Недели через две, когда все мы уже успели вусмерть в него влюбиться, он тяжело заболел. Лежал, маленький и горячий, уронив голову на лапы, исхудал, совсем сошел на нет, остались только хвост и лохматая башка… Ева плакала… Да и мы — были минуты — совсем теряли надежду. Завернув в одеяло, мы возили его на автобусе в Иерусалим, к ветеринару. Тот ставил ему капельницу, и, покорно лежа на боку, щенок смотрел мимо меня сухим взглядом, каким смотрят вдаль в степи или в пустыне.
Но судьба есть судьба: он выздоровел. Принялся жрать все подряд с чудовищным аппетитом и месяца за два превратился в небольшую мохнатую свинью, дерущуюся со всеми домашними.
Стоял жаркий май, днем палило солнце, к вечеру трава вокруг закипала невидимой хоральной жизнью — что-то тренькало, звенело, шипело, жужжало, зудело, и все это страшно интриговало Кондрата.
Под сваями соседнего каравана жил какой-то полевой зверек невыясненного вида (у нас он назывался Суслик, и не исключено, что таковым и являлся). Это было хладнокровное и мудрое существо, которое каким-то образом сумело наладить со взбалмошным щенком приличные, хотя и не теплые отношения. Во всяком случае, Кондрат не стремился загрызть своего подсвайного соседа.
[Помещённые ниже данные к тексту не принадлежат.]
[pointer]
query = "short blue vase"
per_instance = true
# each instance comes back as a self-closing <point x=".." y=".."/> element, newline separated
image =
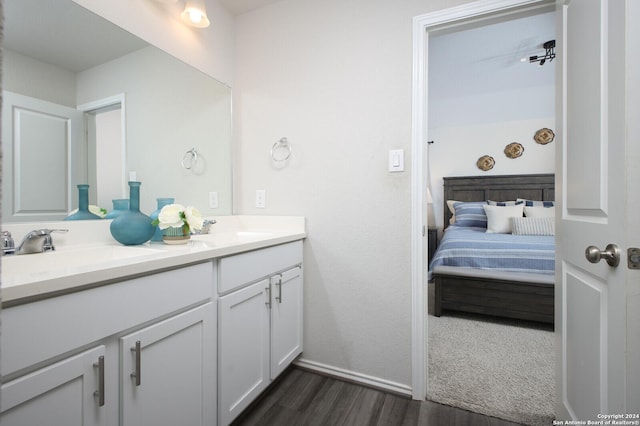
<point x="83" y="212"/>
<point x="157" y="234"/>
<point x="120" y="206"/>
<point x="132" y="227"/>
Однако постоянно пытался «повысить профиль» и поднять свой статус. Для этой цели время от времени он притаскивал к норе пожилого и сдержанного Суслика что-нибудь из домашнего обихода — старую Димкину майку или мочалку, завалившуюся за шкафчик и добытую им с поистине человеческим тщанием, — выкладывал на землю и вызывающе лаял: «А ну, выдь, жидовская морда, глянь, — ты эдакое видывал?!» Вообще, с детства обнаружил уникальную, поистине мушкетерскую хвастливость.
Когда, украдкой сцапав упавшую на пол тряпочку для мытья посуды, Кондрат мчался под сваи соседнего каравана, Димка говорил: «Опять хлестаться перед Сусликом пошел».
Целыми днями он гонял кругами вокруг нашего асбестового жилища, молниеносно бросаясь в траву, отскакивая, рыча от восторга, поминутно пропадая из поля зрения, и тогда над холмами Самарии неслись, пугая пастухов-арабов, наши призывные вопли…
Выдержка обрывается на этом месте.